COHEN, Ahava (2016) RDA adoption in a multilingual cataloguing environment: The case of Israel. Paper presented at: IFLA WLIC 2016 – Columbus, OH – Connections. Collaboration. Community in Session S17 - Satellite Meeting: Cataloguing with Serials and Other Continuing Resources. In: RDA in the Wider World, 11 August 2016, Dublin, OH, USA.

Bookmark or cite this item: https://library.ifla.org/id/eprint/2050
Language: English (Original)
Available under licence Creative Commons Attribution.

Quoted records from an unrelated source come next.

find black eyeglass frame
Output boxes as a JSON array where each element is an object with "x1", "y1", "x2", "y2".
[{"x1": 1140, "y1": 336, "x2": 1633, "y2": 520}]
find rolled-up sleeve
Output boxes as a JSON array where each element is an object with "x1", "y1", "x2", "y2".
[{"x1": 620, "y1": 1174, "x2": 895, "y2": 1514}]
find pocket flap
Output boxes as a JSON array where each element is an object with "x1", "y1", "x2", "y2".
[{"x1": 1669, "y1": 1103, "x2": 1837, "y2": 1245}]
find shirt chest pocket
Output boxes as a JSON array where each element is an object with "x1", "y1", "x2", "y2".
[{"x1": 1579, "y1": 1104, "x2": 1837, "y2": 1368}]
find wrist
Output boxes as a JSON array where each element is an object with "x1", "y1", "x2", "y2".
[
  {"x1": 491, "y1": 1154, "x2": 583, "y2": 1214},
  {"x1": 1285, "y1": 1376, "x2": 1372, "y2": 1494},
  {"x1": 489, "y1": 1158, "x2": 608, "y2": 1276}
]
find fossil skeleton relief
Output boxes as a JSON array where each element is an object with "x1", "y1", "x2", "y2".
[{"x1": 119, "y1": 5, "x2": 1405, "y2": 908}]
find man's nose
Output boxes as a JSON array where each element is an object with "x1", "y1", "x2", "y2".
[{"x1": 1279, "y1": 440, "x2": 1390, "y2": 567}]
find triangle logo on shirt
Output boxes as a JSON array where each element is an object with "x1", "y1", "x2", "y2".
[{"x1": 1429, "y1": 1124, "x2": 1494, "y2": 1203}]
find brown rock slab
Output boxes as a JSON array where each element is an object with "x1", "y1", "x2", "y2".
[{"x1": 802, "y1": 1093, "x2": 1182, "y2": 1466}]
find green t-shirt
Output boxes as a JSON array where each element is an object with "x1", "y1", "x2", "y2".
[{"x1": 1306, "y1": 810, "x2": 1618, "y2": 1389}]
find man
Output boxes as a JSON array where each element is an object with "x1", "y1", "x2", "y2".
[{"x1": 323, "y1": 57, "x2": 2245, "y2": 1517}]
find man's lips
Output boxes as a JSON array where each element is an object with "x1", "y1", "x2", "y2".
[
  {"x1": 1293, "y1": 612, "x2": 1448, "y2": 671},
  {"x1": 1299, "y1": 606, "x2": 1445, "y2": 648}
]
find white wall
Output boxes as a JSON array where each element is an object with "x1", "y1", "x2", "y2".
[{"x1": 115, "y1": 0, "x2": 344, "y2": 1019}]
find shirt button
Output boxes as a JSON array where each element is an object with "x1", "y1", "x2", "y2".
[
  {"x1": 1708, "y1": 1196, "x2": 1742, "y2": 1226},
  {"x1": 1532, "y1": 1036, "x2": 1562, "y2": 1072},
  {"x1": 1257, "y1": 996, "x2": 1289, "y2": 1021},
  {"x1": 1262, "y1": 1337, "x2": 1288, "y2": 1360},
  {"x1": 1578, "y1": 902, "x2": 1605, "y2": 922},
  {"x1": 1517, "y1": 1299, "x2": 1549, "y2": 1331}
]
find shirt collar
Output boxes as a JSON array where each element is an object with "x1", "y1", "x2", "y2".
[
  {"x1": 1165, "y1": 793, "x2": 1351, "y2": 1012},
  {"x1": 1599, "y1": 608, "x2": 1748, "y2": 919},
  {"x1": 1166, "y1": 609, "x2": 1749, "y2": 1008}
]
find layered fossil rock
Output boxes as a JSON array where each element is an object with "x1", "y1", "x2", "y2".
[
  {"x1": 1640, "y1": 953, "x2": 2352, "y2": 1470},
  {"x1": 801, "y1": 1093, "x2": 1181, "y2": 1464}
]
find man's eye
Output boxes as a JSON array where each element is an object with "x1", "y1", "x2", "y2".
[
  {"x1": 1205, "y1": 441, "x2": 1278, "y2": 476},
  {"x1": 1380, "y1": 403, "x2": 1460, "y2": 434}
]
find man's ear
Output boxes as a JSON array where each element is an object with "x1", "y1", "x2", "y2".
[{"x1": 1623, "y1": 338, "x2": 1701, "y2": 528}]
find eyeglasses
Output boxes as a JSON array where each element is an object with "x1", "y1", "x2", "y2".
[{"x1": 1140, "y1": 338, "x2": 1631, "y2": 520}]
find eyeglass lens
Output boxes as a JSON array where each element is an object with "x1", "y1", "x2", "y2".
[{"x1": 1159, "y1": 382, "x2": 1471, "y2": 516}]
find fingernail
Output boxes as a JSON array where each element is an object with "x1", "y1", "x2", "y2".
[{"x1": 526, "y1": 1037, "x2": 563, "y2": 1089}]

RDA adoption in a multilingual cataloguing environment: The case of Israel

The Israeli library reality presents unique challenges to the adoption of a new cataloguing standard. Foremost amongst these is the multilingual work of cataloguing agencies; terminology must be coordinated with worldwide usage in English and Cyrillic and terminology must be created in Hebrew and Arabic. The structure of the Israeli cataloguing world presents a further challenge: since the early 1980s cataloguing policy has been set by a handful of university libraries, with college, public, and school libraries obeying. This semi-voluntary cooperation began to crumble just as RDA adoption got underway. Another roadblock to full adoption of RDA is the format of the Israeli rules. The new Israeli cataloguing guidelines are inspired by AACR3 rather than RDA; the Israeli cataloguing textbook retains the structure of AACR2 while changing specific actionable rules. Only guidelines relevant for common types of books have been translated and local policies for other material types have yet to be set. There is no system of professional development for cataloguers and no professional organizations coordinate the flow of information to and from decision makers. Without training individual cataloguers have difficulty in applying "cataloguer's judgement"; they do not have a theoretical base upon which to make decisions nor explicit rules to follow. Israeli cataloguing has an impact far outside its national borders given its role as a primary provider of bibliographic and authority records for Hebraica, Judaica, and Palestinian resources and entities. An examination of RDA adoption in Israel sheds light not only on the management of change in a complex situation but also explains idiosyncrasies in Israeli cataloguing records.